I primi distinguo della Commissione dei 35. Consulenti e saggi purché di parte

NADIA-URBINATI-770x43323-F è la sigla con la quale, per brevità, si identifica il tentativo di colpo di stato avvenuto in Spagna il 23 febbraio del 1981. Quel giorno il colonnello Antonio Tejero Molina sequestrò armi in pugno per alcune ore il Congresso dei deputati. I golpisti, prevalentemente provenienti dalle gerarchie militari, ritenevano che il processo democratico intrapreso dalla Spagna in quel periodo fosse inaccettabile. Fortunatamente la democrazia s’impose e a oltre trent’anni di distanza di quel sinceramente goffo, ma non meno drammatico, atto di violenza teso a imporre con la forza la supremazia di talune aree “politiche” sulle altre, rimangono solo poche immagini, alcuni libri e le riflessioni che il tempo e le circostanze hanno reso più compiute.

Non occorre certo arrivare, mai, all’uso delle armi o alla violenza, possibilmente neppure verbale, né all’intimidazione, fisica o psicologica che sia, per cercare di affermare un principio o un diritto (anche se solo preteso tale). I continui richiami ad “abbassare i toni” dovrebbero servire proprio a contenere le esasperazioni della competizione politica, elettorale e/o pre-elettorale, e ad evitare di trascendere in scontri, non di rado, anche nelle aule parlamentari, persino fisici.

Quanto sta accadendo in questi giorni a margine della decisione della Corte di Cassazione di fissare l’udienza di trattazione del caso Mediaset al prossimo trenta luglio ha assunto toni e suscitato comportamenti inquietanti.

Nessuno dotato di semplice buonsenso crede che un giudizio contrario e quindi di condanna nei confronti di Silvio Berlusconi, non ostante le sue stesse ripetute affermazioni e rassicurazioni, non avrà conseguenze negative sulla vita di questo governo e, molto probabilmente sulla legislatura stessa, eppure la strenua difesa di questa fictio alla quale credono sempre in meno, genera all’interno degli stessi schieramenti di maggioranza, scontri degni di guerre “incivili”.

Tra i danni collaterali generatisi, la pacifica enclave dei 35 “cattedratici” della Commissione scelti per lo studio delle riforme costituzionali da proporre al Parlamento, sembra essere anch’essa sull’orlo o ben oltre,  di una crisi di nervi.

Dimessasi la professoressa Carlassare, ora anche la professoressa Urbinati (nella foto) sembra sulla strada di seguirne l’esempio, non perché ritenga anch’essa inaccettabile l’intimidazione verso la Cassazione e le istituzioni manifestatasi attraverso richieste di sospensione dei lavori parlamentari, o le minacce di dimissioni di massa di parlamentari e membri del Governo o il ricorso alla piazza, bensì perché sarebbe per lei inaccettabile che il PD salvasse Berlusconi.

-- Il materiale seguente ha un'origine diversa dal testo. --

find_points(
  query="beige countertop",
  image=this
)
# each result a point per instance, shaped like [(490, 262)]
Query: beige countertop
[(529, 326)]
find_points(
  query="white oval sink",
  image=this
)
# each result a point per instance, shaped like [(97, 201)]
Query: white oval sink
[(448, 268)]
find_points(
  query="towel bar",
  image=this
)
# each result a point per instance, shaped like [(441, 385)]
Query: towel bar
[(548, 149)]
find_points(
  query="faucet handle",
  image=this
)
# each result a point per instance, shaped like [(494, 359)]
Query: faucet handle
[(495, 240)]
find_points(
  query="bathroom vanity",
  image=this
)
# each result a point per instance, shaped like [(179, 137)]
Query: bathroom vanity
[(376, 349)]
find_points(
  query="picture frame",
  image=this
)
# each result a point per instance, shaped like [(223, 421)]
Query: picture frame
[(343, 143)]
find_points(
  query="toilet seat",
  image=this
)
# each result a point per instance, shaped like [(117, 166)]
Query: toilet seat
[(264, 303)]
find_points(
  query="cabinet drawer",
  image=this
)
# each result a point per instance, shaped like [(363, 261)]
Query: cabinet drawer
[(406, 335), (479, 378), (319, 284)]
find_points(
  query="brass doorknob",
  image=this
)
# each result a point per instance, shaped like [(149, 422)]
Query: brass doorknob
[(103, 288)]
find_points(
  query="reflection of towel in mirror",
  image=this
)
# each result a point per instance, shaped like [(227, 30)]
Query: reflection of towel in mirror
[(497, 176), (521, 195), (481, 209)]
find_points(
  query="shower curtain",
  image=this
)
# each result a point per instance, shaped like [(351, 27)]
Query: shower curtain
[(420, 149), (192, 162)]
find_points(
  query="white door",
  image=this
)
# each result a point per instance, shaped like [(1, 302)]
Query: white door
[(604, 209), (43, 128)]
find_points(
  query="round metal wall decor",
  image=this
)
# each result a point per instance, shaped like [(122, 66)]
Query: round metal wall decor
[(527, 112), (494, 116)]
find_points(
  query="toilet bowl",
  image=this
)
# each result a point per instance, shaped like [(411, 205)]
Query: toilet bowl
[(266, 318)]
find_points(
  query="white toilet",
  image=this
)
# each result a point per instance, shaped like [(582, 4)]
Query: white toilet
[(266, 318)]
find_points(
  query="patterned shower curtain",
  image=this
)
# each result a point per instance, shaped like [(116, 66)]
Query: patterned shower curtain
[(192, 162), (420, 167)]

Contesta la scelta “contestatrice” delle colleghe l’anch’esso saggio professor D’Onofrio che lamenta che le motivazioni delle doglianze delle colleghe sagge non sono personali (“mal di testa o influenza”), bensì di ordine costituzionale. Di ciò chiederà si parli domani nel settimanale incontro tra saggi, pronto a dimettersi anche lui, ma solo se il Governo, che li ha nominati come meri consulenti, si comportasse in maniera incostituzionale.

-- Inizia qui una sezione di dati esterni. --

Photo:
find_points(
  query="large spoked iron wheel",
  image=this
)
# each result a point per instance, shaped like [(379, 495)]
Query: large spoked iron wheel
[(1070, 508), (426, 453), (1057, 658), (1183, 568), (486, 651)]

Interviene infine, per ora, il due volte saggio professor Onida, già membro del gruppo dei dieci saggi di Napolitano (qualcuno ricorda cos’è stato delle conclusioni delle loro relazioni?) per definire “mostruose”, nel senso di anomale, sia la sospensione dei lavori parlamentari richiesta ed ottenuta a maggioranza per discutere di un processo penale per fatti non politici di un leader politico, sia la valenza politica che si vorrebbe attribuire, qualunque esse fossero, le decisioni processuali.

Solo alcuni giorni or sono, le riunioni tra saggi erano definite dagli stessi  un luogo in cui ci si ascoltava molto.

Dalle pagine del Corriere della Sera si chiedeva oggi Aldo Grasso se abbiamo veramente bisogno di saggi o piuttosto non sarebbero più utili dei pazzi visionari. Viene più semplicemente da credere, senza neppure entrare del merito del lavoro della Commissione, che gli equilibrismi delle scelte per individuare i saggi, così come quelli per comporre a tutti i costi l’attuale Governo, mostrino sempre più l’intrinseca fragilità di fondo che si temeva e i diciotto mesi di tempo per realizzare le riforme appaiono un tempo infinito.

Nel frattempo come diceva anche il “povero” colonnello golpista di F-23: “Quieto todo el mundo”. State calmi, se potete.